Bower, Bruce, Science News


Troubling tally of kids' mental disorders

Two large surveys, one focusing on U.S. pediatric practice and the other sampling communities throughout Puerto Rico, indicate that a surprisingly large percentage of children -- about 1 in 5 -- have moderate to severe psychiatric disorders. The reports, both in the December ARCHIVES OF GENERAL PSYCHIATRY, reinforce similar estimates in recent studies in New Zealand and North America and suggest that many such children do not receive mental health care.

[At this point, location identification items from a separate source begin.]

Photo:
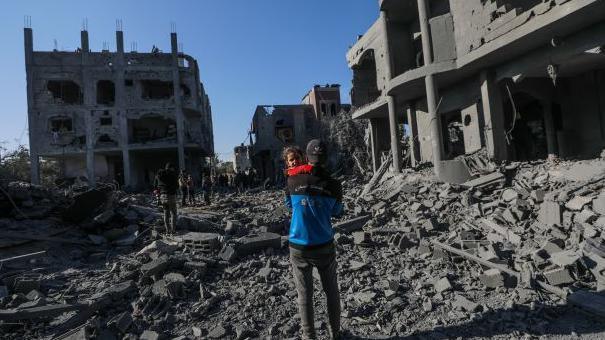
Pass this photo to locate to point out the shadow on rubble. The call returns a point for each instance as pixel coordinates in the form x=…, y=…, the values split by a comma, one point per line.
x=515, y=322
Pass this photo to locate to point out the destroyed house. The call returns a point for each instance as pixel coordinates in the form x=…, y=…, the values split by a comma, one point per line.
x=521, y=79
x=116, y=115
x=275, y=127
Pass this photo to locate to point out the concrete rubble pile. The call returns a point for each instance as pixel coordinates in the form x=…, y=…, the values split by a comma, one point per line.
x=517, y=252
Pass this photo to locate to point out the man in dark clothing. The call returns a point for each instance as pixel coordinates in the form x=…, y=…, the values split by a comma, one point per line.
x=166, y=181
x=206, y=187
x=314, y=197
x=183, y=187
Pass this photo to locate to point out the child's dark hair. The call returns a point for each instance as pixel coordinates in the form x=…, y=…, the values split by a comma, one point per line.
x=292, y=149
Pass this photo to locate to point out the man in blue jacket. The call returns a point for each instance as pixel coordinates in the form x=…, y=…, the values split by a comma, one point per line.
x=314, y=197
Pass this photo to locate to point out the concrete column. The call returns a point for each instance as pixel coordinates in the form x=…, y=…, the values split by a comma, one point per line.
x=180, y=122
x=121, y=109
x=551, y=133
x=88, y=88
x=34, y=159
x=493, y=114
x=84, y=46
x=374, y=144
x=414, y=142
x=90, y=150
x=395, y=150
x=431, y=88
x=394, y=134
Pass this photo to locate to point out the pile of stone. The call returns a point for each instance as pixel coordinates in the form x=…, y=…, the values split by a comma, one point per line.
x=514, y=252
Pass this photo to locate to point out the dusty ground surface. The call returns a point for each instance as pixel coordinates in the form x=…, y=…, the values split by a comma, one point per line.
x=115, y=282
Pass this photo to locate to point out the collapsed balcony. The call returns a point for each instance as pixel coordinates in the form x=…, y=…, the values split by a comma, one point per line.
x=151, y=128
x=65, y=91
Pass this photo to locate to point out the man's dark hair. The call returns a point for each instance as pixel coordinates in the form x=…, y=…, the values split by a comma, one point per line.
x=317, y=152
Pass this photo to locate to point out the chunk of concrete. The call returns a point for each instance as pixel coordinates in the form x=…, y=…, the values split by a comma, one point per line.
x=461, y=302
x=598, y=204
x=155, y=267
x=228, y=253
x=352, y=225
x=252, y=244
x=492, y=278
x=361, y=237
x=559, y=276
x=577, y=203
x=509, y=195
x=551, y=213
x=442, y=285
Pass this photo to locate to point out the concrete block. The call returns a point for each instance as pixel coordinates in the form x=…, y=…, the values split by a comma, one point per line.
x=551, y=213
x=252, y=244
x=352, y=224
x=228, y=253
x=585, y=216
x=361, y=237
x=150, y=335
x=155, y=267
x=443, y=285
x=509, y=195
x=462, y=303
x=492, y=278
x=559, y=276
x=598, y=204
x=431, y=224
x=577, y=203
x=537, y=195
x=201, y=241
x=553, y=246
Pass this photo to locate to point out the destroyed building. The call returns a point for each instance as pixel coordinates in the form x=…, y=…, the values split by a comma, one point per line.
x=324, y=99
x=116, y=116
x=241, y=158
x=523, y=79
x=273, y=128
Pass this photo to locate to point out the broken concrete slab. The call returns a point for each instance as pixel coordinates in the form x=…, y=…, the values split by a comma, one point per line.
x=462, y=303
x=361, y=238
x=495, y=178
x=200, y=241
x=492, y=278
x=598, y=204
x=588, y=301
x=155, y=267
x=442, y=285
x=251, y=244
x=85, y=205
x=558, y=276
x=352, y=225
x=551, y=213
x=578, y=202
x=41, y=312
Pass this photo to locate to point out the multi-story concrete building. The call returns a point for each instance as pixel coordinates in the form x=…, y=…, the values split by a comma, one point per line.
x=275, y=127
x=324, y=99
x=241, y=158
x=116, y=115
x=524, y=79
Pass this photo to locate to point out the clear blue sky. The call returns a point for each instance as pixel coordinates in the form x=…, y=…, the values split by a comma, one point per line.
x=250, y=52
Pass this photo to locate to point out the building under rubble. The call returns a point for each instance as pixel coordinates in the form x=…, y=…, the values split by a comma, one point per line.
x=277, y=126
x=524, y=79
x=116, y=116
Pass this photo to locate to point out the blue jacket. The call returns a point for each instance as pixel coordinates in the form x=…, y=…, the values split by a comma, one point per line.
x=314, y=197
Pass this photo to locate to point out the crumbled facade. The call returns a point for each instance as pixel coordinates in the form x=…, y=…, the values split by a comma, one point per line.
x=324, y=99
x=522, y=79
x=116, y=116
x=275, y=127
x=241, y=158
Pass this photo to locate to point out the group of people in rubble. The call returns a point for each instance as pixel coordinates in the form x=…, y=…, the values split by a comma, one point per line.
x=313, y=197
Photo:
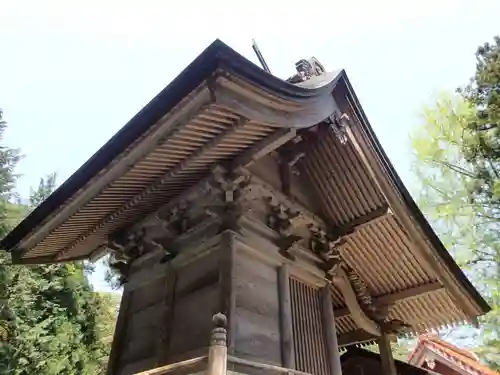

"Rates this high would clearly imply a major public health problem, if these disorders led to significant long-term impairment," write psychologist Elizabeth J. Costello of Duke University Medical Center in Durham, N.C., and her colleagues, who conducted the U.S. pediatric study. Unfortunately, they note, researchers know little about what happens to children with untreated psychiatric disorders they reach adolescence and adulthood.

Nevertheless, according to psychiatrist Hector R. Bird of Columbia University College of Physicians and Surgeons in New York City and his co-workers, their findings in Puerto Rico "indicate a major public health problem for the children in the island."

Costello and her colleagues studies 789 children aged 7 to 11 years visiting their pediatrician over a one-year period. Each child and his or her parent (usually the mother) filled out a standard questionnaire on the child's behavior problems and social skills. The children attended two medical centers run by a health maintenance organization. One is located in Pittsburgh and serves both affluent and poor families; the other serves a suburgan, mainly blue-collar population.

To estimate the occurrence of different psychiatric disorders, the experimenters interviewed 126 children with high scores for behavior and emotional problems, as well as their parents. They also interviewed another 174 children scoring in the normal range and their parents. A statistical analysis was used to calculate the prevalence of mental disorders in the entire sample.

Based on interviews with the child, the parent or both, 22 percent of the children had one or more psychiatric disorders.